I enjoyed these. I think you have some strong ingredients for a series, and I look forward to one day reading it. Here we get a small look at this world, and I imagine that in each further instalment we would learn more. I definitely sense a journey / quest on the horizon, into and through that wood.

Winter knows: So, the house is magical. It burns down completely and is there again in the morning. I like that he is excited when the house is gone. It's suggestive. Of some sort of freedom, perhaps. I enjoy the description of the imagined journey -- the dark water the colour of the sky and the rabbits, crows and bears.

You might lose "hanging from his hand". It doesn't seem to add anything. It's exactly how I imagine a bucket of water being carried.

I find "old house's brown-board wall" a bit of mouthful and would prefer, "the brown-board wall of the old house".

Something about "will become aware" feels a bit flat, or like it could be tightened.
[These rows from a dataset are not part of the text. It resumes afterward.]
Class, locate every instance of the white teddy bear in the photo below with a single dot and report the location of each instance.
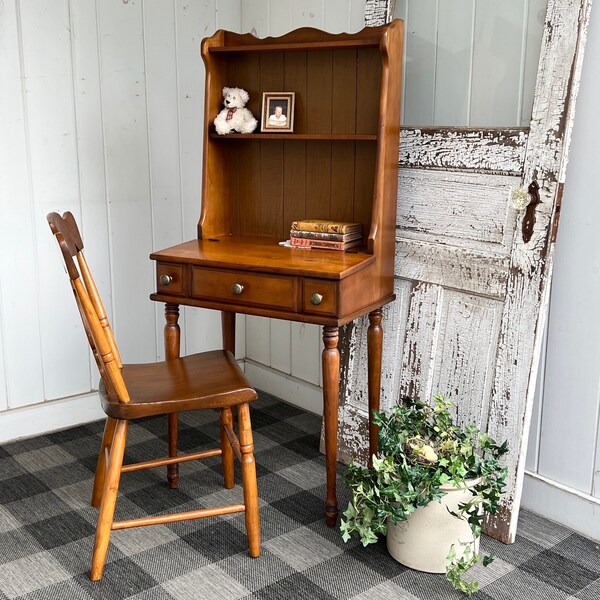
(234, 117)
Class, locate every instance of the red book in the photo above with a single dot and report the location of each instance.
(324, 244)
(334, 237)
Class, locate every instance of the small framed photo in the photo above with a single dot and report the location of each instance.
(278, 112)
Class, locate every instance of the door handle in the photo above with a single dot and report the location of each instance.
(529, 217)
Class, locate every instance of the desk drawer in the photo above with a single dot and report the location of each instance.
(239, 287)
(319, 297)
(169, 278)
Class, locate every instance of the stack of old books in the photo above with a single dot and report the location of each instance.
(327, 235)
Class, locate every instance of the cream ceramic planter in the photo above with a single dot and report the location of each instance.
(423, 541)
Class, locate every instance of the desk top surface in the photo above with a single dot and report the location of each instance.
(265, 255)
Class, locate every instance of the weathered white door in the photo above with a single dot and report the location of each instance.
(472, 271)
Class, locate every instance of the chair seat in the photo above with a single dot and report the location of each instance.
(205, 380)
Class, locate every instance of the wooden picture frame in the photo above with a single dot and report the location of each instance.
(278, 112)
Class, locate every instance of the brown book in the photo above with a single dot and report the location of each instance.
(332, 237)
(323, 244)
(326, 226)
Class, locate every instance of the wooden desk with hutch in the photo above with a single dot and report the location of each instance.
(340, 163)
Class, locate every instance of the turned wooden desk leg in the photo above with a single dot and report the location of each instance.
(228, 329)
(331, 380)
(172, 342)
(374, 346)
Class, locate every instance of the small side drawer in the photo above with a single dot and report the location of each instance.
(241, 287)
(172, 278)
(319, 297)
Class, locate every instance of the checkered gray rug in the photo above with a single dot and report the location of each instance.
(47, 527)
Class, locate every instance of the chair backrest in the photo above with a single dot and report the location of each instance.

Is there a single verb that could replace "become aware". Something like "notice", "learn" or "discover" maybe -- though I guess they don't have quite the same sense.

You need a comma after "black water", I think.

Walnuts out of their shells gives us a possibly magical disappearing woman. I get the sense that she is a mother-figure or sorts, and that maybe the boy lacks a mother (or a loving one). Also, we get a little closer to that forest. Again I like the nature description, the naming of the birds.

Sentence 2. Is the waking and walking a single event, or the general case? In context it sounds like the latter, in which I wonder if you need a "would" before "wake"?

"She held walnuts out of their shells in her hand" Struck me as a little awkward/odd about the current phrasing, because it's not quite clear what's going on with the verb. "holding walnuts out of the shells" might mean prevent the nuts from returning, or she holds them just above their shells, say. Also, it seems first as if the verb is "to hold out" but then isn't. I don't know. But does "She held shelled walnuts in her hand" convey anything less than you want to say?

At the close I'm wondering how it follows from her being gone that no one else would visit her. She might be in the forest rather than at its edge and just as visitable.